Mais, d’autre part, la concurrence présente des avantages sérieux, et c’est ainsi que la Banque hypothécaire prête sur les immeubles en plus forte proportion que le Crédit foncier, limité à 50 pour 100 de la valeur hypothéquée ; de plus, on ne saurait trop regretter que l’esprit d’initiative individuelle et locale ne parvienne pas à s’acclimater chez nous pour y produire tout ce dont il est capable. Nos grandes villes, si riches, si industrieuses, pourvues d’instrumens dont elles ignorent elles-mêmes la puissance, arriveront sous peu à compter sur leurs propres forces plus que sur celles de la capitale, sans lesquelles aujourd’hui encore elles n’osent rien créer. De ce mouvement communal naîtront des associations locales mieux surveillées, plus instruites des besoins particuliers et par cela même plus fécondes. Dans ces derniers temps, plusieurs exemples d’initiative locale ont été donnés à Lyon, à Saint-Etienne, à Marseille, à Bordeaux, etc.

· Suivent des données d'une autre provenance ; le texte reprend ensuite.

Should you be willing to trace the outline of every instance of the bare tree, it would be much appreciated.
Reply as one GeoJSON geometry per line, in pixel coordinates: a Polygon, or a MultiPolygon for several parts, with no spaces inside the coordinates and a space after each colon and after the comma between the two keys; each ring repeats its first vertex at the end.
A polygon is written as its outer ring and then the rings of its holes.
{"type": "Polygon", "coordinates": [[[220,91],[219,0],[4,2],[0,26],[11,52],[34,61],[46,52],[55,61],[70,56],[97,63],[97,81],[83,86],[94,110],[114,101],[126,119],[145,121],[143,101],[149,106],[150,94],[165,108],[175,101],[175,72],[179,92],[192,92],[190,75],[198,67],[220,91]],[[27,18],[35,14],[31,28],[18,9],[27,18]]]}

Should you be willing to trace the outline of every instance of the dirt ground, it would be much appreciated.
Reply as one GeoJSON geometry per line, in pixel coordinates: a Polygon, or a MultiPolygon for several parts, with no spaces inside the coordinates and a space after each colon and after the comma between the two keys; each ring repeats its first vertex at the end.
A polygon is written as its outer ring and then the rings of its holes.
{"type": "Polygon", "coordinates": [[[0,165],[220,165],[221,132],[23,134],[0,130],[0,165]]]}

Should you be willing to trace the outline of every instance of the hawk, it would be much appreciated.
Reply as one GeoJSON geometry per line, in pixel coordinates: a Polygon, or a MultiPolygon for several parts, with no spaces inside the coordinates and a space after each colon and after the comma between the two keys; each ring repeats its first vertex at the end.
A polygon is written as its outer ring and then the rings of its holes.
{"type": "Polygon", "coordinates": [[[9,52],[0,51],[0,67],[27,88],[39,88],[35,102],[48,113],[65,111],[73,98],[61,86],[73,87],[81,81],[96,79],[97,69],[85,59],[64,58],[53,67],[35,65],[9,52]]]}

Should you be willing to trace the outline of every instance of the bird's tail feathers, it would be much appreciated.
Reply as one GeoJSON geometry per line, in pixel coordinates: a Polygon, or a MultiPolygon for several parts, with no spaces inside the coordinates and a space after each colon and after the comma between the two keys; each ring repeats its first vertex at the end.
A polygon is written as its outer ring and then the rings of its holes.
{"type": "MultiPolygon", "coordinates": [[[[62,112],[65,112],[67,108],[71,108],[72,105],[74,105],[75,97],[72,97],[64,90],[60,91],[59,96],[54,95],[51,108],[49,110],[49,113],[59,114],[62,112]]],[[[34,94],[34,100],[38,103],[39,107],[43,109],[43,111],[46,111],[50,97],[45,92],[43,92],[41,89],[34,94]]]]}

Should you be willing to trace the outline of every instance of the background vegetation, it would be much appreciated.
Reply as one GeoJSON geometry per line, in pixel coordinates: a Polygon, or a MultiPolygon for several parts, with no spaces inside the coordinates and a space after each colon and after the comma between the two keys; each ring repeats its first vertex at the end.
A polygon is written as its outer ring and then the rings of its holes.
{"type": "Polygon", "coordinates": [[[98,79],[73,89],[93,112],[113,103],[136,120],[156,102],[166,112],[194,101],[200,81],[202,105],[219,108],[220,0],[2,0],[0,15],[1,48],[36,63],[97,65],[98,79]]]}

Quant au point de vue particulier du crédit hypothécaire et foncier, qu’il soit distribué par une ou plusieurs sociétés, ce qui importe, c’est d’établir un mode régulier et paisible, uniforme s’il se peut, pour l’émission des obligations et les conditions des prêts. La rivalité et la lutte auraient bientôt fait de rendre toute opération plus difficile et de priver la propriété urbaine elle-même des ressources qui ne lui ont pas manqué jusqu’à présent. Pour la propriété rurale, la question qui vient d’être soulevée ne présente pas malheureusement un grand intérêt, car on ne saurait trop le redire, le crédit lui manque presque totalement.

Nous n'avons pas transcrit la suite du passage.